Happy to see your obliteration of this nonsense. 🙂
Reminds me of another ridiculous claim floating around from that execrable movie “What the Bleep Do We Know?” – that American or Carib Indians literally could not see the sailing ships of arriving Europeans because they had no cultural reference to such contraptions.
Of course, Homer could also have been red-green color-blind, and thus a green sea looked wine-colored to him. Given the fact that red-green colorblindness is the most common form of colorblindness (and it’s only found among men), this seemed to be a plausible explanation to me when I learned about the “wine colored sea.” (That, and the possible problems of translation, of course.)
Although I’m not colorblind, it has always struck me as strange that we use red and green lights to indicate stop and go for traffic, that we use red to imply bad and green to imply good in so many visuals and graphics, despite the fact that up to 10% of males in a population are red-green colorblind.
A relative of mine tried getting stoplights to be red and blue (since that color blindness is rare to nonexistent). But they never persuaded anyone.
Meanwhile, the Japanese figured it out on their own and went with it.
How come the letters ‘er’ no longer depict the sound as in ‘ERror’, why can’t people tell anymore? Replace the ‘r’ with an ‘n’ and it’ll be plain…unless you also think ‘en’ is equivalent to ‘un’.
perhaps the insensibility is related to misperception of culurs.
Gingerbaker, in fact the majority of native americans could not see the ships but the reason was quite simple and obvious: They had just been wiped out by European plague carried on those ships.
Looking again at the original piece, it seems to me that this is an example of the zombie proof by deference to authority.
One of the key differences between argument on the left versus the right is the role of authority. A right wing troll will usually begin an argument by riffing off a statement made by someone they consider to be an authority. If the person happens to be a Democrat, it will be asserted that ‘even liberals’.

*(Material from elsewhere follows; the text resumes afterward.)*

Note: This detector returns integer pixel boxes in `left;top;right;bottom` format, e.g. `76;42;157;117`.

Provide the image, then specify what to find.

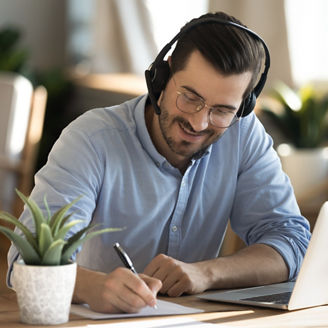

Such arguments hold little weight on the left today. We have all heard too many specious arguments attributed to Marx or Adam Smith. The idea that the complex interactions of a modern political economy were fully understood and solved by a man who died before the development of the internal combustion engine has always been absurd.
Here we see the ideological mind at work. They find a fanciful theory attributed to a great man. They wonder if it has been overlooked! Then instead of seeking to disprove their new pet theory, they look for evidence to support it.
In general, any assertion based on small n psychology samples needs to be taken with considerable skepticism. And the same goes for large. It is really hard to measure any effect in laboratory setting without contaminating the result.
But if they couldn’t tell Blue from Green, how did they know who won the chariot race?